The Dark Side /
Our launch took two hours to reach Singaran, the first “cut-off” village on Balimela reservoir, which my tourist guidebook calls “a great place for scenic beauty and adventure water sport.” As the lone boat of the day had left, the only way in was to hitch a ride with the police. As advertised, serene deep blue water surrounded lush and lofty green hills. But life for people in this unhappy corner of Orissa state is no idyll.
India’s first prime minister, Jawaharlal Nehru, built dams here in Orissa in the 1950s to improve the lives of the poor. He called them “the new temples of modern India.” Balimela was a pioneer project of a hopeful new experiment: Nehruvian development.
But rising waters on the river Sileru soon submerged many villages and left more than 150 others stranded on the far side. These are known as “cut-off” villages and are linked to the rest of the world only by infrequent boats. An area meant to symbolize a better future for impoverished Indians now exemplifies the opposite.
The Balimela region is a microcosm of an Indian tragedy. Most of India’s natural resources lie in areas that have long been home to “tribals,” ethnic minorities who have lived freely for centuries, hunting, gathering, and farming small plots.
Today, industry and mineral extraction take precedence over human lives. No one is certain how many have died as police, a government-supported militia, and the armed security forces battle people who increasingly fight for their rights. Perhaps more telling are the day-to-day lives in communities that struggle to survive.
When Balimela reservoir filled, the villagers of Singaram went into the hills to a place called Sitagandhi. When our boat reached shore, I met Gauranga Hantal, who showed me around.

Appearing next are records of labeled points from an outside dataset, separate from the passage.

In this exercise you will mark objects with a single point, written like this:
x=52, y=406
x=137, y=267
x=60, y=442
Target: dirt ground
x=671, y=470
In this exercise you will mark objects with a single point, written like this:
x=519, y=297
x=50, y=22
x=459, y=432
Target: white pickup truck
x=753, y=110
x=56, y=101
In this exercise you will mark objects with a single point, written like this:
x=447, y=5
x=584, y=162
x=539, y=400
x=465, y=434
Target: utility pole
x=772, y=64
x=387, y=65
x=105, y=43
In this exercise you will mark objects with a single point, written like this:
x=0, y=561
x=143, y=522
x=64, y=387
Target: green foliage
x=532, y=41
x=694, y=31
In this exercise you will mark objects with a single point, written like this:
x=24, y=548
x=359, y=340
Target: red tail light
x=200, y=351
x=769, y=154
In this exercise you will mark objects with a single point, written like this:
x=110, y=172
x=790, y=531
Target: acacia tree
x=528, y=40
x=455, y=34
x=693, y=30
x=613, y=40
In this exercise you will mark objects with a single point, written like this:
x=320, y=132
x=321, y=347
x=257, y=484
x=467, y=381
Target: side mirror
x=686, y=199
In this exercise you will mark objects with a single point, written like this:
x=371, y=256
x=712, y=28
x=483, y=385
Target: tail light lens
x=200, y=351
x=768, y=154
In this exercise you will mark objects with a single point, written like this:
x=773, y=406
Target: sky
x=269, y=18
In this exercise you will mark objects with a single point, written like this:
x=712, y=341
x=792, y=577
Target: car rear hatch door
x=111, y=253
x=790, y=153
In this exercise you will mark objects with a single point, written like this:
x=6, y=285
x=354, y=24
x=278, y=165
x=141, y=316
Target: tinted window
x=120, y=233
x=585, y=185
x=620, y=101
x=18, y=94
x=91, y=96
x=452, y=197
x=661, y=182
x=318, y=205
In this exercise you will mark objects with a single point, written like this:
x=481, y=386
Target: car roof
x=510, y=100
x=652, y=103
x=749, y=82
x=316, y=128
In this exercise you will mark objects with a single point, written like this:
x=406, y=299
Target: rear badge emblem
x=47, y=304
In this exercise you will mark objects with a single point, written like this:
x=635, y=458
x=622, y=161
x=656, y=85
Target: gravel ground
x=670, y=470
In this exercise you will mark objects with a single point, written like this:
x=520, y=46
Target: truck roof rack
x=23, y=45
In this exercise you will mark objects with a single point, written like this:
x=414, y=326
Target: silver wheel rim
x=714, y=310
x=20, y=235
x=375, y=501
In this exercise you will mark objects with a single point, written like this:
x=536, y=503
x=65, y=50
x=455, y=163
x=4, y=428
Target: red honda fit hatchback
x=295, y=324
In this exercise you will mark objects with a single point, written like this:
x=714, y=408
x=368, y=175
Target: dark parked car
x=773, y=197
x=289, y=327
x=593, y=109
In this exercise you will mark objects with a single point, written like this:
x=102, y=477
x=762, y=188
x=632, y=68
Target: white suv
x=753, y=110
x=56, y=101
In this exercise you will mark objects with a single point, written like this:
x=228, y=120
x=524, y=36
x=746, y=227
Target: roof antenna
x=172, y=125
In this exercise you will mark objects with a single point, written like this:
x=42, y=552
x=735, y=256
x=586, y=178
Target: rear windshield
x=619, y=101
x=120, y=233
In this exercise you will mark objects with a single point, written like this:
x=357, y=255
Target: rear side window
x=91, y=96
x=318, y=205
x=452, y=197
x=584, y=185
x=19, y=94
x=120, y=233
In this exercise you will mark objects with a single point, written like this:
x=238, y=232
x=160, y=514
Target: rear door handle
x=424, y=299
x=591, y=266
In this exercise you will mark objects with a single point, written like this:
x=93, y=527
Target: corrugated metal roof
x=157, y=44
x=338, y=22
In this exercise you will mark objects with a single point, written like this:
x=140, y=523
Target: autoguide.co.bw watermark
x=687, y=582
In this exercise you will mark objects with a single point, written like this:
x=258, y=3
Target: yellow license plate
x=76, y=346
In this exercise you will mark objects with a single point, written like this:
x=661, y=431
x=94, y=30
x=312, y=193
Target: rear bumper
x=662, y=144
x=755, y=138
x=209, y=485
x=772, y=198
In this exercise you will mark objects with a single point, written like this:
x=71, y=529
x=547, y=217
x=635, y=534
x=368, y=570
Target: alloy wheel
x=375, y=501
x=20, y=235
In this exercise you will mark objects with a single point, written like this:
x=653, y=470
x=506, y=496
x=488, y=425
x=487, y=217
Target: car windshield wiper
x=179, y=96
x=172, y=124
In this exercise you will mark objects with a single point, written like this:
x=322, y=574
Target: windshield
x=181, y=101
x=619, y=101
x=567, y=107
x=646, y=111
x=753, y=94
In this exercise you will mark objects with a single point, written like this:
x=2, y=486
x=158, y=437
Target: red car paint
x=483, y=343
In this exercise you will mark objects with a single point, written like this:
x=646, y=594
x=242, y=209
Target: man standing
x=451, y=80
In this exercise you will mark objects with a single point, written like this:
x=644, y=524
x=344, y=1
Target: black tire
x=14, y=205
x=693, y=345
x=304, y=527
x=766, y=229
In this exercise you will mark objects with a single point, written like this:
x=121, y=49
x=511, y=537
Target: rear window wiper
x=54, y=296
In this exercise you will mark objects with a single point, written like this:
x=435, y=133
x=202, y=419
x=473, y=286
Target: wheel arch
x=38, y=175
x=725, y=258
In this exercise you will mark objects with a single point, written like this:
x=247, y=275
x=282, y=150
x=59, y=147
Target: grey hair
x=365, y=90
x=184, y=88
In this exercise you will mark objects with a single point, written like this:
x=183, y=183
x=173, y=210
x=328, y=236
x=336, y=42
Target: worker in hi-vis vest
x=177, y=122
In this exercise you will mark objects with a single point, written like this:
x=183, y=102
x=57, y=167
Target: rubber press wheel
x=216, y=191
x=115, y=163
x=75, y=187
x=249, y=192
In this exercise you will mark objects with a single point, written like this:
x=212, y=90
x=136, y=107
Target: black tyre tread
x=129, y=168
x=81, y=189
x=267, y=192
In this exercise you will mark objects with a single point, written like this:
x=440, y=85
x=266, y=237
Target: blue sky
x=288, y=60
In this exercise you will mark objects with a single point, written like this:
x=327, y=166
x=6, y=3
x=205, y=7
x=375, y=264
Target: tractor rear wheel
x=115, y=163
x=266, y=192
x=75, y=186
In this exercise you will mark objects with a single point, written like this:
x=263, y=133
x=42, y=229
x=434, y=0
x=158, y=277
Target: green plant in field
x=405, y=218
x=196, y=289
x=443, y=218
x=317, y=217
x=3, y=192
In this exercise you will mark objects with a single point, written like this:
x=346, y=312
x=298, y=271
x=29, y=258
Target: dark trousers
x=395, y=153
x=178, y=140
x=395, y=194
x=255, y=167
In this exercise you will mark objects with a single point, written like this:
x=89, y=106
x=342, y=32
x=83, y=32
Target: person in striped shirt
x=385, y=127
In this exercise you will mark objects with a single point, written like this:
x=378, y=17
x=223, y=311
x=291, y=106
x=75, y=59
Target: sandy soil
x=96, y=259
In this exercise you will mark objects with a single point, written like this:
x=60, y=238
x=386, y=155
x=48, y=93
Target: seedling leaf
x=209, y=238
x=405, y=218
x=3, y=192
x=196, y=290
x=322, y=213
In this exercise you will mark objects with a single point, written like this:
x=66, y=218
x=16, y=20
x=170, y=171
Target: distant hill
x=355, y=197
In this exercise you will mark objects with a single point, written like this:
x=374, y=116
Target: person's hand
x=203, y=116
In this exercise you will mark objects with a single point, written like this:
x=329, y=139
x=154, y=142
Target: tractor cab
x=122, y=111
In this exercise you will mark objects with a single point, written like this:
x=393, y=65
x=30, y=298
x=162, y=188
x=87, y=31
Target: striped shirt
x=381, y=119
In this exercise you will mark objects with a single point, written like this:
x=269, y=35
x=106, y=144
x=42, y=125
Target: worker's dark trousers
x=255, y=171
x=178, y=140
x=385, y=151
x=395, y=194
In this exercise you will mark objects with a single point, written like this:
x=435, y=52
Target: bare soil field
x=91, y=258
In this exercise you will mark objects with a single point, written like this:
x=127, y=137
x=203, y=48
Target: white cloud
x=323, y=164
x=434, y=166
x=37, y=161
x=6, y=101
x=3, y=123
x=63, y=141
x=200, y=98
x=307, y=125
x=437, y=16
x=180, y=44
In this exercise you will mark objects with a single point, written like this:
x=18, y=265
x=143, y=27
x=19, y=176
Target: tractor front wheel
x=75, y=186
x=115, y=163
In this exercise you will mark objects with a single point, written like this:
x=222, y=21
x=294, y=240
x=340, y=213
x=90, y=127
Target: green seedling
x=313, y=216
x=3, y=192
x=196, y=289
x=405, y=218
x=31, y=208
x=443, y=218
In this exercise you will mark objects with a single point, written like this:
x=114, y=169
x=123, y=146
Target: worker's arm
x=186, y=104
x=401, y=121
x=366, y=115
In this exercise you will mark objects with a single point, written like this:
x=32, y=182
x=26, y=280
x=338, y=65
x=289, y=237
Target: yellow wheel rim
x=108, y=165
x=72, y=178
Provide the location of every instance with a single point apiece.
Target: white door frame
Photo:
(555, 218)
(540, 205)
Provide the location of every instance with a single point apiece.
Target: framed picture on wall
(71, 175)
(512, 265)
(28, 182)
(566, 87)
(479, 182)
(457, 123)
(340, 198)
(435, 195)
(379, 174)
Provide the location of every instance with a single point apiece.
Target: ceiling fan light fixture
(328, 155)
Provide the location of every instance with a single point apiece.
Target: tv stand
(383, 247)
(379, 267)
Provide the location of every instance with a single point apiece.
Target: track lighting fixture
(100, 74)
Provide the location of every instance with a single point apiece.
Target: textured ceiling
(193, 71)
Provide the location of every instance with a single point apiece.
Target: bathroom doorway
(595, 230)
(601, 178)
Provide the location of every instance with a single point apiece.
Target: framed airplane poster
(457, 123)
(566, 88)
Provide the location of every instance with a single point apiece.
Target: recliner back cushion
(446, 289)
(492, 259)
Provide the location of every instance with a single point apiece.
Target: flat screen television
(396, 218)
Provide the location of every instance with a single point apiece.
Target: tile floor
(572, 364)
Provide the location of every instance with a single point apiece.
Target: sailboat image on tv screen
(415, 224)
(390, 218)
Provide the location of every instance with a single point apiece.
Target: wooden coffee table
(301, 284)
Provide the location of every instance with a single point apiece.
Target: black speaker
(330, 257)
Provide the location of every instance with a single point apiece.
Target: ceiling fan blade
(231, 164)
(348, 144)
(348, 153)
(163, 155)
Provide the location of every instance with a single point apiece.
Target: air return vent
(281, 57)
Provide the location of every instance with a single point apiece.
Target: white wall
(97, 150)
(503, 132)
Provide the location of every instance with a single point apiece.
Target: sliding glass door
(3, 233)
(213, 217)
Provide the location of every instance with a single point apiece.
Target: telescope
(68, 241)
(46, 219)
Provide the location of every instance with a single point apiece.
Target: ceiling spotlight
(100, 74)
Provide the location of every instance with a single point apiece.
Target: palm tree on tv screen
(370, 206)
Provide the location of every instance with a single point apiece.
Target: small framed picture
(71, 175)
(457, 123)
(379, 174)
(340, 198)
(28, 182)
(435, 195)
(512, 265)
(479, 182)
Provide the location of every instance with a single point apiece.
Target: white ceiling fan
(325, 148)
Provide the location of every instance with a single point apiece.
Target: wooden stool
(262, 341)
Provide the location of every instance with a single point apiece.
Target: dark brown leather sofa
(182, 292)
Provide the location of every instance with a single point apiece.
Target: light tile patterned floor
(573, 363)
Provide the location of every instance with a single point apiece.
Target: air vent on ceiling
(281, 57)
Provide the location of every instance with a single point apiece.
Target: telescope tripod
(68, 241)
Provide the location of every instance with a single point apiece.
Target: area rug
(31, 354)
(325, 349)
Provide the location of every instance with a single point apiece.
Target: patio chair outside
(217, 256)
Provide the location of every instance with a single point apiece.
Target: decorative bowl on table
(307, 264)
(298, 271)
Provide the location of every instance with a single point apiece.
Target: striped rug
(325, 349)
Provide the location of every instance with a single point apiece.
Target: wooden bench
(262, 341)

“Singaram was a big village,” he said, “but people scattered when the dam was built. Only 11 families are left here today. Some ran away, some died.” His family had lived in a different village, which was submerged. They went to Singaram when he was a small boy and when waters lapped at its edges they moved on to Sitagandhi.
In Sitagandhi today there are no roads, no electricity, no irrigation, no safe water, no doctor, and no school. Reaching the nearest hospital takes three hours by boat, when one appears, followed by a two-hour walk. The nearest school is seven hours away, three by boat and four more on foot.